Além disso, Connell (2019) deixa evidente que a própria criação do cânone, que cria
um nicho ainda mais específico na sociologia, diz respeito a algo maior: um material prático,
que vem sendo objeto de estudo cada vez mais frequente entre os acadêmicos. Vejamos:
In recent years, the social sciences have been coming to terms with the fact that
knowledge formation and circulation is global, and is structured both by the history
of imperialism and the tremendous inequalities, as well as the technical possibilities,
of the neoliberal world economy today. Postcolonial, decolonial and Southern
perspectives have been elaborated in fields as diverse as education (Epstein and
Morrell, 2012), history (Chakrabarty, 2000), disability studies (Meekosha, 2011)
and criminology (Aas, 2012), as well as sociology in general (Sitas, 2006;
Rodríguez, Boatcă and Costa, 2010; Reuter and Villa, 2010) and specific fields such
as industrial sociology (Keim, 2008). (Connell, 2019, p. 359)
É curioso pensar que o cânone é óbvio quando se trata das ciências sociais. São
variáveis constantemente associadas.

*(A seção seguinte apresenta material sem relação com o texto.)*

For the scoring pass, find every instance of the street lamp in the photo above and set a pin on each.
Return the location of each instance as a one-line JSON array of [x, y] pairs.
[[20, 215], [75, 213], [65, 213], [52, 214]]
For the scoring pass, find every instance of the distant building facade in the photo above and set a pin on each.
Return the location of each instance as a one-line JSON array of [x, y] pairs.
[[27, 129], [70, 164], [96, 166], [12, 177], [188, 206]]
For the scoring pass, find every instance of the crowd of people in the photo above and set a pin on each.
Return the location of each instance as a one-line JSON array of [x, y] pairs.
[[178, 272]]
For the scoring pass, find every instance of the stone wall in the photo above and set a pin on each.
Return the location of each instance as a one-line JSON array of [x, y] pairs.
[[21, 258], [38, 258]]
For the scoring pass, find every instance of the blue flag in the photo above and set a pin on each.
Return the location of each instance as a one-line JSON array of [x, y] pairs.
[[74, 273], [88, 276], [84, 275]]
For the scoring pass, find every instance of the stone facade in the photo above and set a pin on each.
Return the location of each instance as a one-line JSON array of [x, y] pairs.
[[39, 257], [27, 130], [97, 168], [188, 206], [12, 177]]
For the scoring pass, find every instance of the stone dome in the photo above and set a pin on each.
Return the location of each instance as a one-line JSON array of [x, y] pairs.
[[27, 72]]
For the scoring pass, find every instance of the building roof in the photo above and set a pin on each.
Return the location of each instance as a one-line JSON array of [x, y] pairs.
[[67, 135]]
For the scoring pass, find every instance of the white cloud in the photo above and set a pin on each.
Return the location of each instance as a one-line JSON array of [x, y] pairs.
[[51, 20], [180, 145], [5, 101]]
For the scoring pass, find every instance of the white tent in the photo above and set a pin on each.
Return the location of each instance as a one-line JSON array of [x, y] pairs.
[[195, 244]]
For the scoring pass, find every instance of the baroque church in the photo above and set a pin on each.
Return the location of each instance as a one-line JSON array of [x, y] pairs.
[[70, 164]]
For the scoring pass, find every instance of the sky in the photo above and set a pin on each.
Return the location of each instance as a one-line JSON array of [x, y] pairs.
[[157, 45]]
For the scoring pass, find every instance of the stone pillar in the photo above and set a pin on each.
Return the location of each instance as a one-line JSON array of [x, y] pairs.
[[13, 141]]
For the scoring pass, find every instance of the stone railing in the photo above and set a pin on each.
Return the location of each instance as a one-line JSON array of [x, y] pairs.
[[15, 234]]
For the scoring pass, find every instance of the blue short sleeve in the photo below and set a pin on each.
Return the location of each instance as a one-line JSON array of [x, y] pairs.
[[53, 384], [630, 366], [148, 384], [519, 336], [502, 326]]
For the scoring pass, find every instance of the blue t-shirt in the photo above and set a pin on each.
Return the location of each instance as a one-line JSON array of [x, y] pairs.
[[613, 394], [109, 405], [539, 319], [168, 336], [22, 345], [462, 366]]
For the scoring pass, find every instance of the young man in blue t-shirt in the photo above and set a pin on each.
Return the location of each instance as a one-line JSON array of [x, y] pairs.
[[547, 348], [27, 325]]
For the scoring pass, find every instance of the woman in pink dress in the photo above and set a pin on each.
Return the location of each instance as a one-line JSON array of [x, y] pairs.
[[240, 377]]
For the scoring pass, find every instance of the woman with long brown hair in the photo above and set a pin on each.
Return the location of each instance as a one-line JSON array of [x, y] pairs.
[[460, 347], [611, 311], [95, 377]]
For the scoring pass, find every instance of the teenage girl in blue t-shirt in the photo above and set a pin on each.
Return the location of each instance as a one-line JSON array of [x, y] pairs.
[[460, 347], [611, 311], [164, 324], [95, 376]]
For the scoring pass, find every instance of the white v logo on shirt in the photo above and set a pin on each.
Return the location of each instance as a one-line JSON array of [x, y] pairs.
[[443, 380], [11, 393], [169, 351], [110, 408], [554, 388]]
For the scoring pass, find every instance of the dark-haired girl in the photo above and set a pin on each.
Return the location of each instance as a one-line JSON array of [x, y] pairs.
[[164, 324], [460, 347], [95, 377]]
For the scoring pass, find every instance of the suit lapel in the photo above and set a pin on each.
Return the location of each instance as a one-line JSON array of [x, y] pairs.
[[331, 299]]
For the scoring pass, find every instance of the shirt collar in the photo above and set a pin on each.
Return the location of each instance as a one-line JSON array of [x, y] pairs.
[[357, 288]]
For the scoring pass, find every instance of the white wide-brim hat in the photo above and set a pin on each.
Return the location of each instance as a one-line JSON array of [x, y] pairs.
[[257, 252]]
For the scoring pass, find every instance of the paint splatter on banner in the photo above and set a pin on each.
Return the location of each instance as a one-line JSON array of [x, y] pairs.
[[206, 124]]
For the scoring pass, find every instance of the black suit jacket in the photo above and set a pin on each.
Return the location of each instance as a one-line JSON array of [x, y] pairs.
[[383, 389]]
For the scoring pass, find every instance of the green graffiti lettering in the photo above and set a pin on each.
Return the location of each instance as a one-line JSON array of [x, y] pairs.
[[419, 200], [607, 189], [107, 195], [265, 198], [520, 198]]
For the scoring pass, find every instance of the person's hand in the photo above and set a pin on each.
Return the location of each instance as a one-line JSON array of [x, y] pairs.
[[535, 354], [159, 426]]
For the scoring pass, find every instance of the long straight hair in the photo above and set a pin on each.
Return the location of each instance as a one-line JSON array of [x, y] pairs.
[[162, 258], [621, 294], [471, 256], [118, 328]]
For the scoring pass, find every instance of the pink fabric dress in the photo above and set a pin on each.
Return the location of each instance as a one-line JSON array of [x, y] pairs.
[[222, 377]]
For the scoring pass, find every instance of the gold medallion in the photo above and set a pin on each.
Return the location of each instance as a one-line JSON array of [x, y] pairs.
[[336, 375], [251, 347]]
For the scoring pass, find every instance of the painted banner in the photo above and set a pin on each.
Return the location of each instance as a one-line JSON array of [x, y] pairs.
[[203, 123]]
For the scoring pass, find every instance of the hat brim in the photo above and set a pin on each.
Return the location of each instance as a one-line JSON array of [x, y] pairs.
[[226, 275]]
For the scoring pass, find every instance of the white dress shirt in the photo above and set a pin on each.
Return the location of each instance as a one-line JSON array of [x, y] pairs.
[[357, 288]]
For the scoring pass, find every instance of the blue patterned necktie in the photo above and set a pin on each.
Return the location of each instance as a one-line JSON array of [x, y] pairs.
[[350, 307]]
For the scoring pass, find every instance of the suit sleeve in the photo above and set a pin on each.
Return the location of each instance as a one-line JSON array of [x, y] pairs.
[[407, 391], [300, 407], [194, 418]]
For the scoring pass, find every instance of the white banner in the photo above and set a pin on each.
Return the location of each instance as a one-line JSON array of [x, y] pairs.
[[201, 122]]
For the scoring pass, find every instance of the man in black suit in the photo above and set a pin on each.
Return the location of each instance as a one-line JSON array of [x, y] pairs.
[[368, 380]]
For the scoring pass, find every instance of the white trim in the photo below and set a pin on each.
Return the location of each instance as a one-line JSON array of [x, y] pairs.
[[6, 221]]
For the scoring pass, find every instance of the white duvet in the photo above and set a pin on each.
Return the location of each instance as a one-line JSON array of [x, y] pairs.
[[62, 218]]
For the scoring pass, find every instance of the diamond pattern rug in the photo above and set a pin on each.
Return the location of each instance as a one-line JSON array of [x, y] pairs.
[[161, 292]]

Tal observação fica evidente na seguinte passagem do
Cohn:
As disputas que se deram em torno da Sociologia devem ser vistas dentro dos seus
respectivos contextos históricos: se Durkheim atuou pelo estabelecimento de um
campo autônomo para a Sociologia nas instituições de ensino superior em disputa
com disciplinas estabelecidas como a Economia, a Filosofia e a Psicologia, se
esforçando para institucionalizar e profissionalizar a disciplina, Martineau desejou
estabelecer um domínio científico para o “estudo da moral distinto daquele dos
amadores e diletantes” (Campos e Daflon, 2022, p.83-84)

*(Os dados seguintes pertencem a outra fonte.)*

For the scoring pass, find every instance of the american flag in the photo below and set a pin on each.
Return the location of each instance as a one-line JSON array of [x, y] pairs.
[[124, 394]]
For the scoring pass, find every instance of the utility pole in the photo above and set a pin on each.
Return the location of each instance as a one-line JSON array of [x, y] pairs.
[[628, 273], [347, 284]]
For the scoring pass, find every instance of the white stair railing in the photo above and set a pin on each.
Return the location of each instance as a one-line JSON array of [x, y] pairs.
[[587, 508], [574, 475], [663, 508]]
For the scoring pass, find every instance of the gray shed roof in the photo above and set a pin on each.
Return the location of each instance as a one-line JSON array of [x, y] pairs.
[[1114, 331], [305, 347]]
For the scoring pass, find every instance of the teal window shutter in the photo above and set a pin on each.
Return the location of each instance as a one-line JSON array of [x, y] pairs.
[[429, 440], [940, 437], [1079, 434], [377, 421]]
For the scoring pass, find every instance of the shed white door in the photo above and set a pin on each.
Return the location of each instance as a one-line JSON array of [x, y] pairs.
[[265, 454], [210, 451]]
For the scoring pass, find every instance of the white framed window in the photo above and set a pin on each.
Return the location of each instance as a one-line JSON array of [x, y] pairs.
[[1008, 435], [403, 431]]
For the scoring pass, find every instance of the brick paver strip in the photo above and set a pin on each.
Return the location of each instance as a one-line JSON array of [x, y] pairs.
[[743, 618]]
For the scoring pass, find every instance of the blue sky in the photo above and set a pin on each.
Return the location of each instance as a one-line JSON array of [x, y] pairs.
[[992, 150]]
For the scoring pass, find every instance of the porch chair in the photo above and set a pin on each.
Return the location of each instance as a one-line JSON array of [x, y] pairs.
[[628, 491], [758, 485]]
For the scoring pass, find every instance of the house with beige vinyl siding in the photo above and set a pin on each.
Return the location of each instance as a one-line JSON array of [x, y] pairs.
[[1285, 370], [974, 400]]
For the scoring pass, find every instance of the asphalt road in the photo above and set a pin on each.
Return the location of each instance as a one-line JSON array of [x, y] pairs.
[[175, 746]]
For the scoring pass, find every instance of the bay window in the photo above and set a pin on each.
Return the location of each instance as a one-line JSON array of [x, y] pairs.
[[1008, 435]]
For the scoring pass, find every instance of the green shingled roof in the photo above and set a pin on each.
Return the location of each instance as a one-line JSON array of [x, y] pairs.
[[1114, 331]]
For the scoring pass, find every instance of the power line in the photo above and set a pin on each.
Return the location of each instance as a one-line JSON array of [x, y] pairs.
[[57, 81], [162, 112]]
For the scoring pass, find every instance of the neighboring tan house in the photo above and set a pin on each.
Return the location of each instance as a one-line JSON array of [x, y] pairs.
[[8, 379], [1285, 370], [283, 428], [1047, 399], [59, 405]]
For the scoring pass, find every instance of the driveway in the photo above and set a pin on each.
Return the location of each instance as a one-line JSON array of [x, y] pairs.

Para fazer generalizações justas e corretas sobre a sociedade observada, ela entendia
que era necessário que o observador evitasse julgá-la, a partir dos parâmetros da sua
sociedade de origem ou de suas inclinações pessoais. Por enxergar o pesquisador
como um agente moral, dotado de valores, entendia que era necessário evitar que os
seus princípios morais se tornassem a régua para avaliar outras sociedades. Diante
disso, uma estratégia possível era avaliar uma sociedade, a partir dos próprios
princípios e padrões morais que ela se propunha a realizar. Desta maneira, o
sociólogo poderia estudar o status moral de outra sociedade de forma crítica, mas
justa (Campos e Daflon, 2022, p. 85)
At the end of the day, re-working the canon, even de-colonizing the canon, and
substituting a more diverse group of classics, is not a methodologically adequate
way of relating to the history of social thought (Connell, 2019, p. 358).
REFERÊNCIAS BIBLIOGRÁFICAS
CAMPOS, Luna Ribeiro; DAFLON, Verônica Toste. Harriet Martineau. In: Verônica Toste
Daflon e Luna Ribeiro Campos (orgs.). Pioneiras da sociologia: mulheres intelectuais nos
séculos XVIII e XIX, Niterói: Eduff, 2022. p. 237-256.
COHN, G. (et al.). Sociologia: para ler os clássicos. 2. ed. Rio de Janeiro: Azougue, 2009.